The next day we started down to New York from Hartford and ran into lousy weather. It got so low finally that, although I was following railroads and valleys, I decided that I couldn’t go any farther. I milled around, dodging trees and hills for about ten minutes before I found a place to sit down.

I landed in a small field surrounded with stone fences. A man came wading through the wet grass toward us after we had stopped rolling. Bill asked me where we were, and I said I had only a vague idea after all that milling around but would ask the man. The man said Westport.

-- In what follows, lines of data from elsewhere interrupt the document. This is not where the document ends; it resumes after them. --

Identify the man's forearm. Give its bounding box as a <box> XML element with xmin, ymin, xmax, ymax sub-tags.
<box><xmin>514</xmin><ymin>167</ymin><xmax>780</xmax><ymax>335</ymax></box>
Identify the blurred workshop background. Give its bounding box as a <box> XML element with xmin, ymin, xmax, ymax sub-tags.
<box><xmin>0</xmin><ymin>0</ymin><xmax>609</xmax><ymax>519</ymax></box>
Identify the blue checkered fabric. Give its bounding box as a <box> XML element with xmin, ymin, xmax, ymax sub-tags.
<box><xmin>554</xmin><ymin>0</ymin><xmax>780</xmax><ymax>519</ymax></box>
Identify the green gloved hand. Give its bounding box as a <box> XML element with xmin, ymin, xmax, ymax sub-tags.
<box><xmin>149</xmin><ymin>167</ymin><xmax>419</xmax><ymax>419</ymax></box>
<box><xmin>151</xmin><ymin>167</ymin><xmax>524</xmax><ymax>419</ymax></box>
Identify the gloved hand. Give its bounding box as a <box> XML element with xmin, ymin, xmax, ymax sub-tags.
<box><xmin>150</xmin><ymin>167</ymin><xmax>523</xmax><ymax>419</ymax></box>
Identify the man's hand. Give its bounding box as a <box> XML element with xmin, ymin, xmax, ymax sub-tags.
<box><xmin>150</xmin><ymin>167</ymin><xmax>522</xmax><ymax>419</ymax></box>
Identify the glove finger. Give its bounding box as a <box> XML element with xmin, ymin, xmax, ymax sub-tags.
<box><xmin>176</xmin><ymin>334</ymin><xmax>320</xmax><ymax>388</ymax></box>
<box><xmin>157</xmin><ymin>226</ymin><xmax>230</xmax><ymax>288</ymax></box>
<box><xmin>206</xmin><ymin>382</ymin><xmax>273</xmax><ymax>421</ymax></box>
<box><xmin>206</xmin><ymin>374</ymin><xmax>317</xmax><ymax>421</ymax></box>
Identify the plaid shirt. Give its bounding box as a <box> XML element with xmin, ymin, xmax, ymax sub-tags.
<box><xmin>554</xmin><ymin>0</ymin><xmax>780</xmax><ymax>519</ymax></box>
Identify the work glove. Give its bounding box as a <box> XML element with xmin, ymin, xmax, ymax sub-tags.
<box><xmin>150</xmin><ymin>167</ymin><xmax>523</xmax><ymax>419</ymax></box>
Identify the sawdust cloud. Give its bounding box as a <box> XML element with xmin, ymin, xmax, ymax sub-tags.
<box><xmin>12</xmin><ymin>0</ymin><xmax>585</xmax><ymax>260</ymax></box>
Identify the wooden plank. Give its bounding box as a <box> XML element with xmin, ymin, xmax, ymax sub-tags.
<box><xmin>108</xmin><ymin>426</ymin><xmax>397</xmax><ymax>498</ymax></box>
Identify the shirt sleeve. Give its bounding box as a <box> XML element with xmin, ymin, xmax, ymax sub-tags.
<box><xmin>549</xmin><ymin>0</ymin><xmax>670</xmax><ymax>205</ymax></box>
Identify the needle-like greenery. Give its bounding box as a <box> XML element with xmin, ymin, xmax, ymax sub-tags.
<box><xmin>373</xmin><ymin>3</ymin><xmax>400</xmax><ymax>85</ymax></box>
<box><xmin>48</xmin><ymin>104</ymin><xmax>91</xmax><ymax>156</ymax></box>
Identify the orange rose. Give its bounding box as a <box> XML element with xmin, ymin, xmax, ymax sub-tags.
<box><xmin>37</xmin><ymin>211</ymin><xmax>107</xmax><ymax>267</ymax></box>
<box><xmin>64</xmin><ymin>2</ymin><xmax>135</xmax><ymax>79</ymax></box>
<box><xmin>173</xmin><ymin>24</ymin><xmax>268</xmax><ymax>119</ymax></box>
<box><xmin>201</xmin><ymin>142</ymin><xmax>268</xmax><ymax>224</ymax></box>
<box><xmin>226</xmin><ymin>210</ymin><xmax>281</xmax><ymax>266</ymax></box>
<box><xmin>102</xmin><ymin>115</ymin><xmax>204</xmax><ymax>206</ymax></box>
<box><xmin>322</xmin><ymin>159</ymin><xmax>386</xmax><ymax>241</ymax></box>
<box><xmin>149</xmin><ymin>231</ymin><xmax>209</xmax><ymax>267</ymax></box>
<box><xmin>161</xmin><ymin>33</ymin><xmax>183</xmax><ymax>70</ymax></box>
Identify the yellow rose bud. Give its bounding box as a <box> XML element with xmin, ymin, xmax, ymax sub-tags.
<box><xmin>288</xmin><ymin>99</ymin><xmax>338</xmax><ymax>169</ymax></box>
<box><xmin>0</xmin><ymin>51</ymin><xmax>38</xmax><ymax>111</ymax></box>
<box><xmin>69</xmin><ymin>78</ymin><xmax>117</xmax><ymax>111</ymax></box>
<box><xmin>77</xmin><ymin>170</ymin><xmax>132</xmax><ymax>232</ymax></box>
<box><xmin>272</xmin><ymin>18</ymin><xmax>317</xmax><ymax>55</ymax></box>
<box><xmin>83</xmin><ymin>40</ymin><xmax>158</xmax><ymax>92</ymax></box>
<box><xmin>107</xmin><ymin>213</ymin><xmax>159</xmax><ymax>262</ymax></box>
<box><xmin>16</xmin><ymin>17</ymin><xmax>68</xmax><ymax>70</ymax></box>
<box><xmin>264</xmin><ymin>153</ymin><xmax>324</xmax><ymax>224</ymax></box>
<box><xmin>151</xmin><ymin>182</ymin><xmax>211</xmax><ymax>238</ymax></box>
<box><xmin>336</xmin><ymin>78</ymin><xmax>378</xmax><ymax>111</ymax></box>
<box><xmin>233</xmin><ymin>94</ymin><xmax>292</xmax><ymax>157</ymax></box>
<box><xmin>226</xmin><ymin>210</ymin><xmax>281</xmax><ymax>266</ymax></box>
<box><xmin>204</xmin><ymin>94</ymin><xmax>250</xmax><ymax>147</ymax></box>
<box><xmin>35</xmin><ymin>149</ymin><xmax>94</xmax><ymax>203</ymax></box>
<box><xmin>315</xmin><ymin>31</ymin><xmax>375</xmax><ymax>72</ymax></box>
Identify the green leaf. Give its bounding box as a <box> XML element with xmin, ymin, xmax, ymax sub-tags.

Bill howled with delight. Part of his delight undoubtedly was relief at getting down out of that soup without breaking his neck, but I was never able to convince him that I didn’t know I was landing at Westport.


[I SEE]

A man came up to me for flight test once when I was an inspector for the Department of Commerce. He flew terribly, so I sent him away and told him to come back in a couple of weeks, after he had practiced a little more. He came back a couple of weeks later, and I turned him down again.

The third time he came in he said, “I think we’ll get along all right this time. Can I take the test today?”

“I’m too busy today,” I told him. But he pleaded so hard that I finally said, “All right, I’ll squeeze you in this afternoon. Come at three o’clock.”

“Thank you, thank you,” he said, and held out his hand.

I reached out my hand to grip his and felt something in my palm. I pulled my hand away and found a piece of paper in it. I unfolded it and discovered a ten-dollar bill.